Chaining a sequence of generators

Jonathan Hartley

2013-10-15 15:09

I often gravitate towards solutions using a series of chained generators, in the style of David Beazley's 'Generator Tricks for Systems Programmers.'

This results in the outer level of my code calling one generator after another, terminating in something that consumes the rows, pulling data one row at a time through each of the generators:

inputRows = read()
parsedRows = parse(inputRows)
processedRows = process(parsedRows)
outputRows = format_(processedRows)
output(outputRows)

where each called function except the last is actually a generator, e.g:

def parse(rows):
    for row in rows:
        yield int(row)

This is great. But my itch is that the top level code above is a bit wordy, given that what it does is so simple. The reader has to check each temporary variable quite carefully to be sure it's doing the right thing.

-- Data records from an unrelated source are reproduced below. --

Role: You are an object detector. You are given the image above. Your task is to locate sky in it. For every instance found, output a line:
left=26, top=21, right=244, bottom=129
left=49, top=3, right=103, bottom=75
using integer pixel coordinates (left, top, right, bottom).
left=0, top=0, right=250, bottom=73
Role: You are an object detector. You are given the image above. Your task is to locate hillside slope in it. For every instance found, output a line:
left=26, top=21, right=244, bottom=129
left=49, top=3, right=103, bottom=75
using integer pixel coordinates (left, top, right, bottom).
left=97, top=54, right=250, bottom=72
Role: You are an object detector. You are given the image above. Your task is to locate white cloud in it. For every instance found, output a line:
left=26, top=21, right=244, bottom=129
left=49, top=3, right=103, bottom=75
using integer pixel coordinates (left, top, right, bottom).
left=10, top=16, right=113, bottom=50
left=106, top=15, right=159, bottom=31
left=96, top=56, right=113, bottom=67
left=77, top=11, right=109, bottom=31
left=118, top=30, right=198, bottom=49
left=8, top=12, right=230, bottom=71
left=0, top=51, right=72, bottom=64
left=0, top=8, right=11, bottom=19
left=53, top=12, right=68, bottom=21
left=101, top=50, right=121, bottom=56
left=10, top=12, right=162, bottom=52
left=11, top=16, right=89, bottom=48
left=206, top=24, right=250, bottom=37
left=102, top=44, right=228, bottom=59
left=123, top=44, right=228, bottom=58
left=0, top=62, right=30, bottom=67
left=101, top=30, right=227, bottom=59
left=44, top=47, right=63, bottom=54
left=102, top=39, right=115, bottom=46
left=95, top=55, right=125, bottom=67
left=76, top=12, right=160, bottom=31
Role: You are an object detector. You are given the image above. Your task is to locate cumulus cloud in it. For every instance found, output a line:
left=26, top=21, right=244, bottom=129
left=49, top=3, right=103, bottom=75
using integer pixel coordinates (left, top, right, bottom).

Fowler's 'Refactoring' describes circumstances when it's good to remove intermediate variables, which results in:

output( format_( process( parse( read() ) ) ) )

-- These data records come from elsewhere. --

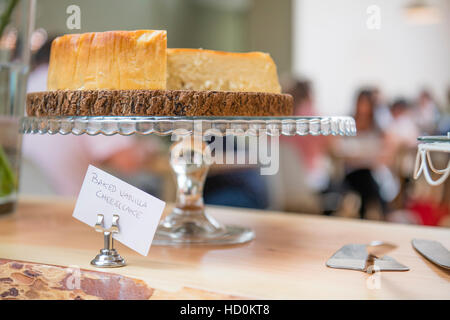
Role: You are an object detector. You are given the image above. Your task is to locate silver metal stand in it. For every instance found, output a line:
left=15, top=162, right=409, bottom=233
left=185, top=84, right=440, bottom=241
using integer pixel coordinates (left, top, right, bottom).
left=90, top=214, right=126, bottom=268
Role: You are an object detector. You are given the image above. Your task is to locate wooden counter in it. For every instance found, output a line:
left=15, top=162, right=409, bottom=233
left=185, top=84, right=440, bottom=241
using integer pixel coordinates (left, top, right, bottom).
left=0, top=196, right=449, bottom=299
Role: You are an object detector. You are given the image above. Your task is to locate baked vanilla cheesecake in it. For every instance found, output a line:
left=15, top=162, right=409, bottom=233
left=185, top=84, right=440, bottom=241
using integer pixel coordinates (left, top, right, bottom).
left=167, top=48, right=281, bottom=93
left=46, top=31, right=281, bottom=94
left=47, top=30, right=167, bottom=90
left=28, top=30, right=292, bottom=117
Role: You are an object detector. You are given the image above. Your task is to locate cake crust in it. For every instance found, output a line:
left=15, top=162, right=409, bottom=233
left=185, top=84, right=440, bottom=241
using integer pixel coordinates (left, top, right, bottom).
left=26, top=90, right=293, bottom=117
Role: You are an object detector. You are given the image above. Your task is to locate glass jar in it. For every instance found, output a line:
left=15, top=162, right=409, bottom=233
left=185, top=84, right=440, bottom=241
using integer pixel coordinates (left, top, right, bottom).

This is certainly less wordy, and expresses what's happening very directly, but it annoys some of my colleagues that the called functions are listed in reverse order from what one might intuitively expect.

I've had this idea in my head to create a decorator for generators which allows one to chain them in an intuitive order, possibly using some unconventional notation such as:

read() | parse | process | format_ | output

where 'parse', et al, are now decorated with '@chainable' or somesuch, which returns an instance of a class that stores the wrapped generator, and overrides __or__ to do its magic. Maybe 'read' doesn't need to be invoked manually there at the start of the chain. I haven't really thought this through.

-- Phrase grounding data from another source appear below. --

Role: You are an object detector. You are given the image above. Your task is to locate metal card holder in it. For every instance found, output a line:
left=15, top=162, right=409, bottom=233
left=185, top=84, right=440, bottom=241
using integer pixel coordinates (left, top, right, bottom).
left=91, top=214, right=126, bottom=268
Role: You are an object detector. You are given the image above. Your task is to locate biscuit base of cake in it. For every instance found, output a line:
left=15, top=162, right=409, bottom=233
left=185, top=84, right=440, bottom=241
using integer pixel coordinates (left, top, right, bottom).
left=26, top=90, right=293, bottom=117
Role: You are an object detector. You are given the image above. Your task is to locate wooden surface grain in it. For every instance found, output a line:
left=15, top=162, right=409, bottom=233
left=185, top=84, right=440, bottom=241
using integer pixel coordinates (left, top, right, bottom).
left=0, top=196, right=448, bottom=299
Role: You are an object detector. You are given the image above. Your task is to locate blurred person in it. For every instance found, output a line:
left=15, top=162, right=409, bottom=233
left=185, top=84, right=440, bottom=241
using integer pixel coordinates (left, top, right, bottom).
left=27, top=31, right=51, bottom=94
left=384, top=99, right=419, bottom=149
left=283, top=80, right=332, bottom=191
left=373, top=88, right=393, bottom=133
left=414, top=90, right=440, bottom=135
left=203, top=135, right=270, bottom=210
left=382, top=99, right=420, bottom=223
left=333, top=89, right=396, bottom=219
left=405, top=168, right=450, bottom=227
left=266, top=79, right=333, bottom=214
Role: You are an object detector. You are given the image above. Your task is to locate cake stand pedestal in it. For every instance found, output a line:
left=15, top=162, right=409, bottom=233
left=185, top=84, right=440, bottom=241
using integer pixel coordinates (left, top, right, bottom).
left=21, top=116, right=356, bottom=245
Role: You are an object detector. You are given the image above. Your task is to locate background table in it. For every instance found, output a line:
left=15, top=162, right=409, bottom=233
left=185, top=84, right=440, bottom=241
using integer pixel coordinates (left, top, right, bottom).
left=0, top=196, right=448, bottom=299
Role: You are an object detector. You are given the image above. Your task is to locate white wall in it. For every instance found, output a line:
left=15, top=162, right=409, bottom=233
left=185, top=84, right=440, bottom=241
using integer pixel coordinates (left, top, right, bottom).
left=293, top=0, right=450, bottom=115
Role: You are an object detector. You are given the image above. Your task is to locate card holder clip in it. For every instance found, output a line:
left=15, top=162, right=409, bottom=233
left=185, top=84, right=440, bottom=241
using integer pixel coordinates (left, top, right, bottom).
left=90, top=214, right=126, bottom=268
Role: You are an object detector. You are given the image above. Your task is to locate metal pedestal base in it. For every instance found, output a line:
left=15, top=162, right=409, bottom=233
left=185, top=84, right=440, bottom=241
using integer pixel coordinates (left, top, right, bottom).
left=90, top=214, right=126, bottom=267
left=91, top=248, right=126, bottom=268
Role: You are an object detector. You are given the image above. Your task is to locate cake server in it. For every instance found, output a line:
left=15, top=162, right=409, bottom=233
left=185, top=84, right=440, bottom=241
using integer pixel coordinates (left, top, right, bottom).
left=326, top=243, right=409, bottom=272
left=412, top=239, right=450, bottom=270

Luckily, before embarking on that, I realised today I've been over-complicating the whole thing. There's no need for decorators, nor for the cute '|' syntax. I just need a plain old function:

def link(source, *transforms):
    args = source
    for transform in transforms:
        args = transform(args)
    return args

Update: This code has been improved thanks to suggestions in the comments from Daniel Pope (eliminate the 'first' variable) and Xtian (take an iterable rather than a callable for the source.)

This assumes the first item passed to link is an iterable, and each subsequent item is a generator that takes the result of the item before.

If the final item in the sequence passed to 'link' is a generator, then this returns a generator which is the composite of all the ones passed in:

for item in link(read(), parse, process, format_):
    print item

Or if the final item passed to 'link' is a regular function, which consumes the preceding generators, then calling 'link' will invoke the generators, i.e. the following is the same as the above 'for' loop:

link(read(), parse, process, format_, output)

There's some rough edges, such as determining what to do if different generators require other args. Presumably 'partial' could help here. But in general, 'link' only needs to be written once, and I'm liking it.